Combien seront-ils à l'horizon 2050 ? Les estimations divergent considérablement. L'Insee table sur quelque 60.000 centenaires dans 42 ans, alors que selon Jean-Marie Robine, démographe à l'Inserm et spécialiste des personnes très âgées, ils pourraient dépasser le million. A partir de 1960, on a constaté "un doublement de leur nombre tous les dix ans", mais "leur nombre a triplé au cours des dix dernières années" et si ce triplement se maintient, on arriverait à 1,620 million en 2048, indique M. Robine.
Au Japon, il y a même quadruplement, dit-il, regrettant des "incertitudes" lourdes de conséquences sur les décisions à prendre en matière de santé publique.
"On n'est pas programmé pour mourir", lance-t-il, provocateur: la longévité étant largement déterminée par l'environnement -mode de vie, alimentation, absence de stress, protection du froid, des microbes, de la pollution, des données sur lesquelles on peut influer.
La question cruciale devient alors celle de vieillir en forme, ou encore de "vieillir jeune", selon l'intitulé d'un forum où des spécialistes avaient assuré en septembre qu'une bonne hygiène de vie et des thérapeutiques en évolution rapide permettaient de repousser les effets du vieillissement au-delà de 80 ou 85 ans.

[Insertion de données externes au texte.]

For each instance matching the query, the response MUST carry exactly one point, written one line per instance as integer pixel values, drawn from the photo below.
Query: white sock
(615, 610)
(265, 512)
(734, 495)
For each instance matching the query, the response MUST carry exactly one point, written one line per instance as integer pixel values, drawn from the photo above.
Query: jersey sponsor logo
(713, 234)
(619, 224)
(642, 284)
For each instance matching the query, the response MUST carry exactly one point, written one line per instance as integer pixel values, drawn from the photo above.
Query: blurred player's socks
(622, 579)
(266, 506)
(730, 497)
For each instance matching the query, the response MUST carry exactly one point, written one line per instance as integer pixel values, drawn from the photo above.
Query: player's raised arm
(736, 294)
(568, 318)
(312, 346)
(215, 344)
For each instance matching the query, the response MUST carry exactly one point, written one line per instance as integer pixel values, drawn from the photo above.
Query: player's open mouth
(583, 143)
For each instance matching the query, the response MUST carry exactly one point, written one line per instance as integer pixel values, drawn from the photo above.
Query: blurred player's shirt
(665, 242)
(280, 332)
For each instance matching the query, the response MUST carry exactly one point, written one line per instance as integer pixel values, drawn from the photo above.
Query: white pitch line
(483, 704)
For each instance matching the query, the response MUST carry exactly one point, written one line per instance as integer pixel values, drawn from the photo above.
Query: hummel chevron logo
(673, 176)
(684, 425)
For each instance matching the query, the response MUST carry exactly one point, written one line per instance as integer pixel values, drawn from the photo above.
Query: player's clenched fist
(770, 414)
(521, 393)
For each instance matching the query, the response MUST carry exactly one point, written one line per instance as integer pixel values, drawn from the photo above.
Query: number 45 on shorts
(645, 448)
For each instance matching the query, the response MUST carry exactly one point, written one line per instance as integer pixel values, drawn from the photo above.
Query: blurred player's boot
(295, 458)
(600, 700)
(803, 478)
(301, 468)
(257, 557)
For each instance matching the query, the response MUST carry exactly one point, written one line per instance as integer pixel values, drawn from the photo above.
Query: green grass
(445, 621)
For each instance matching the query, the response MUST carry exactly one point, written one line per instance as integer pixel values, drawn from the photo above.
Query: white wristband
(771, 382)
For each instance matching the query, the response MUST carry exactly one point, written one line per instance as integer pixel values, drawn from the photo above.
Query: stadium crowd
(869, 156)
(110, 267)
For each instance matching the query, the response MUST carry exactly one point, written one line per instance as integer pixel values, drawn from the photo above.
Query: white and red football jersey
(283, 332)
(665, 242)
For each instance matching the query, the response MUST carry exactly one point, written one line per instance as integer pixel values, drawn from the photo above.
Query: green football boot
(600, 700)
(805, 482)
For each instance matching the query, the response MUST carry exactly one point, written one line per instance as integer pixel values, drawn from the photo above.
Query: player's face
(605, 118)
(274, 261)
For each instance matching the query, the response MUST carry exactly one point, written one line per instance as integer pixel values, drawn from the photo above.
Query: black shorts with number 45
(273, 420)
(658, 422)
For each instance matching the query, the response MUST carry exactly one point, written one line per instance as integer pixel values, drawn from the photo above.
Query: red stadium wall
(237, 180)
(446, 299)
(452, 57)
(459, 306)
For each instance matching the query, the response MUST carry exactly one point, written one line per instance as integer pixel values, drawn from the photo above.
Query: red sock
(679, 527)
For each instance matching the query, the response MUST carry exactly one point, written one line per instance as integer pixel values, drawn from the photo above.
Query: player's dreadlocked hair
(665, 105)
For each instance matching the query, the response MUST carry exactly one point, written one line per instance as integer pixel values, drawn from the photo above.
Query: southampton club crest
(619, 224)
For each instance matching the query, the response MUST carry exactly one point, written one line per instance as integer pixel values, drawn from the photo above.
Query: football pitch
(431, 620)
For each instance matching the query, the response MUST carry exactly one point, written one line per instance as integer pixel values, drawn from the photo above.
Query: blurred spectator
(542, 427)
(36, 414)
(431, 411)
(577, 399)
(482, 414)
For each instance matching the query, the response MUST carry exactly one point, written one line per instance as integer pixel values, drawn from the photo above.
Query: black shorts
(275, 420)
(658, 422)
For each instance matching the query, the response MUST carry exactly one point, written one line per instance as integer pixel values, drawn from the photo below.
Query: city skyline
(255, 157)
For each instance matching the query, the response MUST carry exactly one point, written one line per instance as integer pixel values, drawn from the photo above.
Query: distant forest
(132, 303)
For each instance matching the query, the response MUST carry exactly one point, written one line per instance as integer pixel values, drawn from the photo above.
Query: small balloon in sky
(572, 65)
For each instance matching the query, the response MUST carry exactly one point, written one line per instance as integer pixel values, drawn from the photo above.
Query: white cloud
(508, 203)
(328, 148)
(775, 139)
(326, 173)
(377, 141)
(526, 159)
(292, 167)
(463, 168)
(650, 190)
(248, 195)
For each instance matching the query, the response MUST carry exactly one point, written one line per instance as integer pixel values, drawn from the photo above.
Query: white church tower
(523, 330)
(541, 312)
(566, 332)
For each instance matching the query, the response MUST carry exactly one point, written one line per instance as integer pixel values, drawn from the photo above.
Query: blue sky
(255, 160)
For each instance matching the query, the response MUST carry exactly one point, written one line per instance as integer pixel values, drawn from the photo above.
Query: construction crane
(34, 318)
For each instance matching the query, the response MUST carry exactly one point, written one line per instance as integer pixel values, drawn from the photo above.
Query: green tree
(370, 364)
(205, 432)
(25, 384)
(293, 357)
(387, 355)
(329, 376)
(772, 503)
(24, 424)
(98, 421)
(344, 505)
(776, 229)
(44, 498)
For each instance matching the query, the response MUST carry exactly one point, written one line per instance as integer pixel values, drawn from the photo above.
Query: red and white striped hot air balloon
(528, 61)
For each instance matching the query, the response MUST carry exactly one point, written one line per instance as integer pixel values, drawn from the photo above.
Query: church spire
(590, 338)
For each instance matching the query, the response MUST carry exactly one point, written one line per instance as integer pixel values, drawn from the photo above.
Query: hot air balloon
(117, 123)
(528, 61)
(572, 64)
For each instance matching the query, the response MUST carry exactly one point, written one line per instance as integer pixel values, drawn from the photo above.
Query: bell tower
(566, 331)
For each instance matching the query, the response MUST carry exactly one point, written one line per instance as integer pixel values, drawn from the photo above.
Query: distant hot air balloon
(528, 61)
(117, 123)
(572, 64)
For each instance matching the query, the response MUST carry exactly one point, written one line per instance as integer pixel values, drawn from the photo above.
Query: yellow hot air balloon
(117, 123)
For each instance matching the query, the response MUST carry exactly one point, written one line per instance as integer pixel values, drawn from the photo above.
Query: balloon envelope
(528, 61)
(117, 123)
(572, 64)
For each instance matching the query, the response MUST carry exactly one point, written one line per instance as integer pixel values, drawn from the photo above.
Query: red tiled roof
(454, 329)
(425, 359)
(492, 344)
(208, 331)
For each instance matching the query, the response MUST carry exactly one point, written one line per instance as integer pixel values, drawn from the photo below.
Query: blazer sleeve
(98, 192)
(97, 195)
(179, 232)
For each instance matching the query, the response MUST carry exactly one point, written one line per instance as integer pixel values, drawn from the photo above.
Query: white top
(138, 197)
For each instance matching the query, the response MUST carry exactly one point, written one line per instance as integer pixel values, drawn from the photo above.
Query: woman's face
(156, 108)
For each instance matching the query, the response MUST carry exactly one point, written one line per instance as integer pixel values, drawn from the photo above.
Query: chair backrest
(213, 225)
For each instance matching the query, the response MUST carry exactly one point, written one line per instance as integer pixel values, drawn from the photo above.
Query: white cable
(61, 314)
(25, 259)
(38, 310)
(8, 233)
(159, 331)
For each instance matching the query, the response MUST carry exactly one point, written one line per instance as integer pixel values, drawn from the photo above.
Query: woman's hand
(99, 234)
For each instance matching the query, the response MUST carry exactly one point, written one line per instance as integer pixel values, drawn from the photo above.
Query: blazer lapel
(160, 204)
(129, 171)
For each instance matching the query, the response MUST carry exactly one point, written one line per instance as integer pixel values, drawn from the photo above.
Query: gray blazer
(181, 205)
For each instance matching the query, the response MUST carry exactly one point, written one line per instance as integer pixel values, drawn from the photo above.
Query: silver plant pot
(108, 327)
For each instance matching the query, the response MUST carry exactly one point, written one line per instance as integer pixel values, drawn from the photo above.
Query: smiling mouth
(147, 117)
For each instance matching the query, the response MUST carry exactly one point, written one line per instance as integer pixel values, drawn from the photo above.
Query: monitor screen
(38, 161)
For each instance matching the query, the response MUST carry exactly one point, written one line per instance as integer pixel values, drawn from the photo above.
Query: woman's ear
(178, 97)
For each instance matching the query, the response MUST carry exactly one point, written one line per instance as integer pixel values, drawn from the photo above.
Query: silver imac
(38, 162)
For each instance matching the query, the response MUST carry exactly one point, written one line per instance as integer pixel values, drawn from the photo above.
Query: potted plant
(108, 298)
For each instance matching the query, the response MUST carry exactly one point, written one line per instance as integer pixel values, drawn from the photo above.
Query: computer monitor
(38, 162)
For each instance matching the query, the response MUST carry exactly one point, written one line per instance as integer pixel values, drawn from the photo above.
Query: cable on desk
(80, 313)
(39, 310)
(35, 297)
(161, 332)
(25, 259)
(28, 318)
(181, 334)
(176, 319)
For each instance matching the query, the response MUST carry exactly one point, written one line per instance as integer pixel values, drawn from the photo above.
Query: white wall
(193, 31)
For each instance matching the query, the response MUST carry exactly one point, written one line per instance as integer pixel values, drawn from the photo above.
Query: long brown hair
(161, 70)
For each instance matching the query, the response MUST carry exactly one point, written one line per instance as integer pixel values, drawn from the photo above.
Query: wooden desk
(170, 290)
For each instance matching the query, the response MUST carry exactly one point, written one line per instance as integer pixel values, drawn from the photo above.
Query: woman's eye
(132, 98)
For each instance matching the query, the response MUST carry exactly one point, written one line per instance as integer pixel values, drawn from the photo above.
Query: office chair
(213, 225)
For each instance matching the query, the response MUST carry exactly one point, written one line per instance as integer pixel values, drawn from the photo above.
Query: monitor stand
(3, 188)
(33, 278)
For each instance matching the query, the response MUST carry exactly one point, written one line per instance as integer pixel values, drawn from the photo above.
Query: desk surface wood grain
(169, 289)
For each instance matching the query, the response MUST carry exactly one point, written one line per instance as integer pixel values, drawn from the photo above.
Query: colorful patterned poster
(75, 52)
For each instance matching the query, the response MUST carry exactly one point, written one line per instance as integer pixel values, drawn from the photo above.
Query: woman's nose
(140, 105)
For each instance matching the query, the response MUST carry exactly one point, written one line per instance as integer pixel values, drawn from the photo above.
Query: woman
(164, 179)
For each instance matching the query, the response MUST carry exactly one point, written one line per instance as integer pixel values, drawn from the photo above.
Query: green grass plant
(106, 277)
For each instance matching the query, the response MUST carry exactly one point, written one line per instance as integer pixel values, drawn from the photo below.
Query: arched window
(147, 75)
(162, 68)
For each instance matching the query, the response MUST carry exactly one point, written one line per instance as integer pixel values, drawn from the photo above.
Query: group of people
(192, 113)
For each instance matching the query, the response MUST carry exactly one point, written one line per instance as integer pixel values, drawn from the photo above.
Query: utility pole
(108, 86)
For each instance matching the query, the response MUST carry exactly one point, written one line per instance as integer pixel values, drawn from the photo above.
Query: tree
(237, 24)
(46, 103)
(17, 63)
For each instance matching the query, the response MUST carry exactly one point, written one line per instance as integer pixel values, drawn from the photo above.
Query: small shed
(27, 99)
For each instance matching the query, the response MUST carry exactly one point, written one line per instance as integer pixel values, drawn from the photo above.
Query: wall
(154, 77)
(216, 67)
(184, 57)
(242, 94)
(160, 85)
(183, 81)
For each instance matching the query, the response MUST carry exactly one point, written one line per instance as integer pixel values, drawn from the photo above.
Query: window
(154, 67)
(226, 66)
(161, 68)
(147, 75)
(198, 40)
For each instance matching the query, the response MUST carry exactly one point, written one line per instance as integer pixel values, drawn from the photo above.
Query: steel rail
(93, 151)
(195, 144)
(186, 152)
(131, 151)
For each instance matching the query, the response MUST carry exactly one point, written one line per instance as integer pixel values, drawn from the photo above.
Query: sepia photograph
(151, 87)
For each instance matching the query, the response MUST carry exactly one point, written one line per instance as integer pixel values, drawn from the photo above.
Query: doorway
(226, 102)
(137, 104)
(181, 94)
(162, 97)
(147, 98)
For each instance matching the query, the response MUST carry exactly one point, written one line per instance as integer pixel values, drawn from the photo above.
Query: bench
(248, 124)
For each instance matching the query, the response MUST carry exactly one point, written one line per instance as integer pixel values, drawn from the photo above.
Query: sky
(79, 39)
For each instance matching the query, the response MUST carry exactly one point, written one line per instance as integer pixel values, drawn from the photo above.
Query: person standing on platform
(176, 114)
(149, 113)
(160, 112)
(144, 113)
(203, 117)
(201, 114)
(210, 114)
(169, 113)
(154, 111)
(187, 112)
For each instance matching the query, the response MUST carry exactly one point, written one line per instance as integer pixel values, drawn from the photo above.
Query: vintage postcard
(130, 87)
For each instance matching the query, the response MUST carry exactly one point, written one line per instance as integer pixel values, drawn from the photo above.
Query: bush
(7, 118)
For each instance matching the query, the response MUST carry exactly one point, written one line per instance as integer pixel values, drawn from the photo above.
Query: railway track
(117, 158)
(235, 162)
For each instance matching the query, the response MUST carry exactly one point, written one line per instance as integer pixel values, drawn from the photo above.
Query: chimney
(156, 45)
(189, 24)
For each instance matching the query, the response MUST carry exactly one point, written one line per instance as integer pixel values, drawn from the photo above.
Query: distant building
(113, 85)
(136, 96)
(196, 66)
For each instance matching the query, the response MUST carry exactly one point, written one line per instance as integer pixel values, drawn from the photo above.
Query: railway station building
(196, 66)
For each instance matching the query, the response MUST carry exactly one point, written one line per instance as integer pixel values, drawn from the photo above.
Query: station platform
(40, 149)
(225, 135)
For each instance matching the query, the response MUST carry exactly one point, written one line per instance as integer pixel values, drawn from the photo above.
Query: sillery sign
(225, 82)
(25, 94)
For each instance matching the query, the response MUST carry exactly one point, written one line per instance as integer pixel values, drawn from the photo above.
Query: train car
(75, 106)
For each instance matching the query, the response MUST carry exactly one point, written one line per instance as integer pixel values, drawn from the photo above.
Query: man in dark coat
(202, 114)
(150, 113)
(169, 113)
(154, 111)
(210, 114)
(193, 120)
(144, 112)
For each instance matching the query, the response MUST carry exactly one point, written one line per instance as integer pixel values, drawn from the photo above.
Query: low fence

On connaît des cas comme celui de Buster Martin, un Anglais d'origine française qui boit et fume, exerce trois jours par semaine le métier de laveur de voitures dans une entreprise de plomberie, et qui vient à 101 ans de courir le Marathon de Londres. Mais en général les chiffres du bien vieillir ne sont pas aussi brillants que ceux de la longévité : l'espérance de vie "en bonne santé" est en Europe de 67 ans et 7 mois pour les hommes et de 69 ans pour les femmes. En France, elle est de 68 ans pour les hommes et de 69 ans et 8 mois pour les femmes. Plus d'un million de personnes de plus de 60 ans sont "dépendantes".
"Mon souci, c'est en quel état les centenaires arrivent à cet âge", dit M. Robine, pour qui il faut "réduire les taux d'incapacité de façon drastique". Les progrès scientifiques, qui "permettent d'empêcher les personnes âgées de mourir", doivent aussi "permettre de les remettre en bonne santé". Pour lui, la "qualité de vie" des personnes âgées va de pair avec les moyens -physiques, financiers, intellectuels- qui permettent d'être "occupé à des choses utiles". "C'est ça qui fait vivre".
La gérontologue Françoise Forette note que l'optimisme, à risque égal, "réduit la mortalité de 45%". Il y a encore à faire : les personnes âgées ont de fortes tendances à l'anxiété ou la dépression et le taux de suicide est particulièrement élevé chez les plus de 75 ans.